How to structure your answer

Employ a MECE (Mutually Exclusive, Collectively Exhaustive) framework for phased migration. 1. Discovery & Audit: Collaborate with engineering to map existing architecture, identify technical debt hotspots, and assess user pain points. 2. Prioritization (RICE/MoSCoW): Jointly prioritize features/modules for migration based on user value, technical complexity, and business impact. 3. Architectural Spikes: Engineering prototypes microservices for high-priority modules, validating technical feasibility and integration. 4. Phased Rollout (Strangler Fig Pattern): Incrementally replace legacy components with new architecture, A/B testing each phase. 5. Feedback & Iteration: Continuously gather user feedback and monitor performance, iterating on design and architecture. 6. Documentation & Knowledge Transfer: Ensure comprehensive documentation for new architecture and design patterns.

Sample answer

Addressing a legacy product's UX/UI overhaul with a monolithic architecture requires a structured, collaborative approach. I'd leverage a MECE framework for defining a phased architectural migration. First, I'd initiate a joint discovery phase with engineering, conducting a comprehensive audit of the existing system to identify technical debt, architectural dependencies, and critical user flows. Concurrently, I'd conduct user research to pinpoint key pain points and high-value opportunities for improvement.

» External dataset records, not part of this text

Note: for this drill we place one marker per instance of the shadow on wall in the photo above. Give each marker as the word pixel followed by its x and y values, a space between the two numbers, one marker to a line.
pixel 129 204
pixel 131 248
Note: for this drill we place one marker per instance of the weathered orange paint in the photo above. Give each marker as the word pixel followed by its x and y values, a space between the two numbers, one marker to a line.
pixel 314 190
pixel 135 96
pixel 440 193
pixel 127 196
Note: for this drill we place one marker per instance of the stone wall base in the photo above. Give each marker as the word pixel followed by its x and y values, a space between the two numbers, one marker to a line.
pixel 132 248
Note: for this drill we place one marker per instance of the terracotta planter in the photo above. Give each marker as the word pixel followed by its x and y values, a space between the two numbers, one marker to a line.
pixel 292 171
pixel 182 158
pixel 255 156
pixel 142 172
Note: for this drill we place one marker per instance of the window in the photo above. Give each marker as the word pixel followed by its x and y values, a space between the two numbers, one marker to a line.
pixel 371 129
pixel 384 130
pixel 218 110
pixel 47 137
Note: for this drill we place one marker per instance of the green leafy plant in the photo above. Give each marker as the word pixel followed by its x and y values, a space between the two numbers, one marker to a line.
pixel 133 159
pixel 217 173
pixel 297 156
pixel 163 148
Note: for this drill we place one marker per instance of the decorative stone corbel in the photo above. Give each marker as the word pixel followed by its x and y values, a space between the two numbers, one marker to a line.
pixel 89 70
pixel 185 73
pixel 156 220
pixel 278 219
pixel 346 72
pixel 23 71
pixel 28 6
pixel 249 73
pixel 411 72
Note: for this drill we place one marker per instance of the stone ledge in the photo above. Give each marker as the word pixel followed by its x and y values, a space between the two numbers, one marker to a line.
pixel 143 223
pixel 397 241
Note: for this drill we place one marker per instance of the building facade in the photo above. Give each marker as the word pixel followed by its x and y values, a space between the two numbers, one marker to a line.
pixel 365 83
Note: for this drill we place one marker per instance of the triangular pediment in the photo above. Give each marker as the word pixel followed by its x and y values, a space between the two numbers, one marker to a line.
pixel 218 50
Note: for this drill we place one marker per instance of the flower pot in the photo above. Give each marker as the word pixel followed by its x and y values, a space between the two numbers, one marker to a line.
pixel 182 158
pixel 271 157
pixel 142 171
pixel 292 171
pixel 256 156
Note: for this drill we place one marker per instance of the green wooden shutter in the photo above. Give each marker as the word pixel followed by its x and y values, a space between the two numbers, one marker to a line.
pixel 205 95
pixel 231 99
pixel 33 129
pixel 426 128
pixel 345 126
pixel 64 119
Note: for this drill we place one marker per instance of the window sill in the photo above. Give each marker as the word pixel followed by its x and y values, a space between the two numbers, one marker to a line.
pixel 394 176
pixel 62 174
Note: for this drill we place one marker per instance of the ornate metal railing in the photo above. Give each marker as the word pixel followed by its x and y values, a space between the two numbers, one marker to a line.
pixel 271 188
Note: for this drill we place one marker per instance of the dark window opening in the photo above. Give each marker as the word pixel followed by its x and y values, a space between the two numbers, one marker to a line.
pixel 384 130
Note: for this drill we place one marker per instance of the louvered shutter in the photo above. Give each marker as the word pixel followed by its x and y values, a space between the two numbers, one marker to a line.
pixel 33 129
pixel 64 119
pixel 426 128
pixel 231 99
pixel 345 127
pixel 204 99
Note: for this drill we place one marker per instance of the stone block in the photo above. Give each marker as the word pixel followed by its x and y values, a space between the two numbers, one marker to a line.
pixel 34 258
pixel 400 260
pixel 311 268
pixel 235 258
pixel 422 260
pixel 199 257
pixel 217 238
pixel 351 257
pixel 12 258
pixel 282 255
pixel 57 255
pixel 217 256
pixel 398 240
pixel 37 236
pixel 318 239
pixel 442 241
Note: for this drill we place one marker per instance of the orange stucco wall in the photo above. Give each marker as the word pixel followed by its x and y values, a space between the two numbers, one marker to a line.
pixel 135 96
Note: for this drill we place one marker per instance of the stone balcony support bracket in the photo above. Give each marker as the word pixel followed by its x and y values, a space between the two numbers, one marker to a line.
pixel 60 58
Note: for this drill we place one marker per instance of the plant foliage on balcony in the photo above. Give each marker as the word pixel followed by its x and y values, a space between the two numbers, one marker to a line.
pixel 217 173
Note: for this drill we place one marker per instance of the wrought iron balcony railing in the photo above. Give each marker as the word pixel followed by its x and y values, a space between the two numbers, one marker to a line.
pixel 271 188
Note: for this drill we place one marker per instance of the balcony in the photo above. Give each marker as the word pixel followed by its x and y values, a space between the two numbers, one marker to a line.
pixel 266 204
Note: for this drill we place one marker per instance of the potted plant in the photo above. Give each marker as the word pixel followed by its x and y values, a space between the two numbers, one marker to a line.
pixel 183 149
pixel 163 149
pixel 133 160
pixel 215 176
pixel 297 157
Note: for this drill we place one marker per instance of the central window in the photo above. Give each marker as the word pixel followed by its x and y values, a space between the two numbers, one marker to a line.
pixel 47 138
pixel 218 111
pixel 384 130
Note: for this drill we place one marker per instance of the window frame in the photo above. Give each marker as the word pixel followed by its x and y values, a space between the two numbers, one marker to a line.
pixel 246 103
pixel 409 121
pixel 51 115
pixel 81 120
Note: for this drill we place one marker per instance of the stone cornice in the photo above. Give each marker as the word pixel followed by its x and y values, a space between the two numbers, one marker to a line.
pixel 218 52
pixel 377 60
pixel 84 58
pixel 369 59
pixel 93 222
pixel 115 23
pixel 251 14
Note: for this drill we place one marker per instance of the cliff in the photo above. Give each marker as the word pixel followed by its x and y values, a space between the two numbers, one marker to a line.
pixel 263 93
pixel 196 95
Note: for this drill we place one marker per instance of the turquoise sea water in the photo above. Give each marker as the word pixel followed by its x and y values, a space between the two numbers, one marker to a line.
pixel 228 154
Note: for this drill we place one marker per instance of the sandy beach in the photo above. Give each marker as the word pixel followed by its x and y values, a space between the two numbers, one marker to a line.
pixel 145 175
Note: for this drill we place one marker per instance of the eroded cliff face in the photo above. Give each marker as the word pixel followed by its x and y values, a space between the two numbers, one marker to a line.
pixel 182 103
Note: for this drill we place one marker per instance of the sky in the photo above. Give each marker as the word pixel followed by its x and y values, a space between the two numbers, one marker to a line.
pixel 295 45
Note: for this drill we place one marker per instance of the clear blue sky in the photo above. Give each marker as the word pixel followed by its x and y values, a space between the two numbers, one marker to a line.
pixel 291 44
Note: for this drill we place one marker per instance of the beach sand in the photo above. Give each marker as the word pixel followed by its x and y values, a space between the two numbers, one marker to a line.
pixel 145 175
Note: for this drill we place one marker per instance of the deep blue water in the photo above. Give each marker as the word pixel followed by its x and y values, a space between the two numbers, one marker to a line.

Next, we'd prioritize migration efforts using a RICE (Reach, Impact, Confidence, Effort) or MoSCoW (Must-have, Should-have, Could-have, Won't-have) framework, focusing on modules that deliver the highest user value with manageable technical complexity. Engineering would then conduct architectural spikes to prototype microservices for these prioritized modules, validating technical feasibility. We'd adopt a Strangler Fig pattern for incremental rollout, replacing legacy components with new architecture in small, testable increments. Each phase would involve rigorous A/B testing and user feedback loops to ensure minimal disruption and continuous value delivery, while meticulously documenting new architectural patterns and design systems.

Key points to mention

  • • User-centered discovery and technical audit as foundational steps.
  • • Adoption of a phased migration strategy (e.g., Strangler Fig, Micro-frontends).
  • • Prioritization frameworks (RICE, WSJF) for value delivery.
  • • Emphasis on cross-functional collaboration and communication.
  • • Iterative design, A/B testing, and feature flagging for risk mitigation.
  • • Definition of 'vertical slices' for incremental delivery.
  • • Design system development for consistency and scalability.

Common mistakes to avoid

  • ✗ Proposing a 'big bang' rewrite without phased delivery.
  • ✗ Focusing solely on UI aesthetics without considering underlying technical constraints.
  • ✗ Failing to involve engineering early and continuously in the design process.
  • ✗ Not defining clear success metrics or a feedback loop for each migration phase.
  • ✗ Underestimating the complexity of data migration or integration during the overhaul.